The Obama administration secretly organized an airlift of $400 million worth of cash to Iran that coincided with the January release of four Americans detained in Tehran, according to U.S. and European officials and congressional staff briefed on the operation afterward.
Wooden pallets stacked with euros, Swiss francs and other currencies were flown into Iran on an unmarked cargo plane, according to these officials. The U.S. procured the money from the central banks of the Netherlands and Switzerland, they said.
Pallets of cash have a predictable effect on hostage-takers. Want to guess what it was?

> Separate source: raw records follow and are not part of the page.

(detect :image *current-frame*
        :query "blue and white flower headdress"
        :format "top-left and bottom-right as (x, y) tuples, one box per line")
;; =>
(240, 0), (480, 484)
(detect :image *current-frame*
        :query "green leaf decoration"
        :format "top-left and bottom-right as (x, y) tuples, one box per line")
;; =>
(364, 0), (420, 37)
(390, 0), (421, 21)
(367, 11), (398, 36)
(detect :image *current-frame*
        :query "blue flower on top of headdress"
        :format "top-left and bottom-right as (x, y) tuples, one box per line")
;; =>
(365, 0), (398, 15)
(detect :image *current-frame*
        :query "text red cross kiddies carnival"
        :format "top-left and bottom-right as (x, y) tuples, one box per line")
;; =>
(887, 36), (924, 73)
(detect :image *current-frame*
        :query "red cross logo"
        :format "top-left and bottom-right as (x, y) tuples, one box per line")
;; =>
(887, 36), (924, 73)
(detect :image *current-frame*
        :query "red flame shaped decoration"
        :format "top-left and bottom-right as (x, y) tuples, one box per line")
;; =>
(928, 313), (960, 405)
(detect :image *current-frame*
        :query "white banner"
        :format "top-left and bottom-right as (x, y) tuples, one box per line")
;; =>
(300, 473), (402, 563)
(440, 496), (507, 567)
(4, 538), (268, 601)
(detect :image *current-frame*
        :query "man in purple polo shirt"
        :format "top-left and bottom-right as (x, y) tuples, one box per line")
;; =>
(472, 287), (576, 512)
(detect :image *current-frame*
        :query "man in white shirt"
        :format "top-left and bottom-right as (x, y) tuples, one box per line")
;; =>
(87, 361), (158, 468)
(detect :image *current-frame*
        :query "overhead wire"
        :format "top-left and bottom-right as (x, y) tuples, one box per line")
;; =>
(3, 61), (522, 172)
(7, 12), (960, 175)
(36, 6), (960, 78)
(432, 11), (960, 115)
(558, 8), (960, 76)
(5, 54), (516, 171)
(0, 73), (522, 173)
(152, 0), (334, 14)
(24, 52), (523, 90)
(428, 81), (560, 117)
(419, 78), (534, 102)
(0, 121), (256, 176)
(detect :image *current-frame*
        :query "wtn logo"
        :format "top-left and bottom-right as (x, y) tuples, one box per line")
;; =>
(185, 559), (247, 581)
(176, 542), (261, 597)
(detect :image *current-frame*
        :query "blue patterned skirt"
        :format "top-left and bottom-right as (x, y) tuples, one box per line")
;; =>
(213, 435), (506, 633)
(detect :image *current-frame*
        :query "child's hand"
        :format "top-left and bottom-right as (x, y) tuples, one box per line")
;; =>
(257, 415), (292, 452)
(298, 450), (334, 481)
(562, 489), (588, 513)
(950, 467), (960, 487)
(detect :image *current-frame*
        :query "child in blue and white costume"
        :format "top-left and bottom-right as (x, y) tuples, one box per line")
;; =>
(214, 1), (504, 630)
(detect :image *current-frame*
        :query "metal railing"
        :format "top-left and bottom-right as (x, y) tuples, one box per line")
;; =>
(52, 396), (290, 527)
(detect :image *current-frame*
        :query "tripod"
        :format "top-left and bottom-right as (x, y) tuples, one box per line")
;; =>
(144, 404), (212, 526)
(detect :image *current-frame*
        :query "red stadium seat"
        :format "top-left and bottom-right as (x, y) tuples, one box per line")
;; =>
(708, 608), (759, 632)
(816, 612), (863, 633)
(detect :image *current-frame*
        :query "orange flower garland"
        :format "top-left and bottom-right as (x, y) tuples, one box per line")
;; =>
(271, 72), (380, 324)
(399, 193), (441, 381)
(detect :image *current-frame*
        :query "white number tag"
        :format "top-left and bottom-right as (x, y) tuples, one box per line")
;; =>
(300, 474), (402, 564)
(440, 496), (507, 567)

When Iranian authorities this week confirmed the arrest of an Iranian-American from San Diego visiting his ailing mother in his country of birth, it rang familiar.
A father-and-son pair of Iranian-Americans have also been imprisoned in Iran for months, with little news of their detention leaking out. Journalist Jason Rezaian, also a dual national, was released in January as part of a prisoner swap as the Iran nuclear deal took effect.
And that’s only the Americans.
It is illegal for the United States government to pay for hostages to be released from captivity. This law exists for a good reason. The reason is that providing incentives to hostage-takers means that you get more hostages. As with anything else, if you provide incentives for the behavior you get more of the behavior.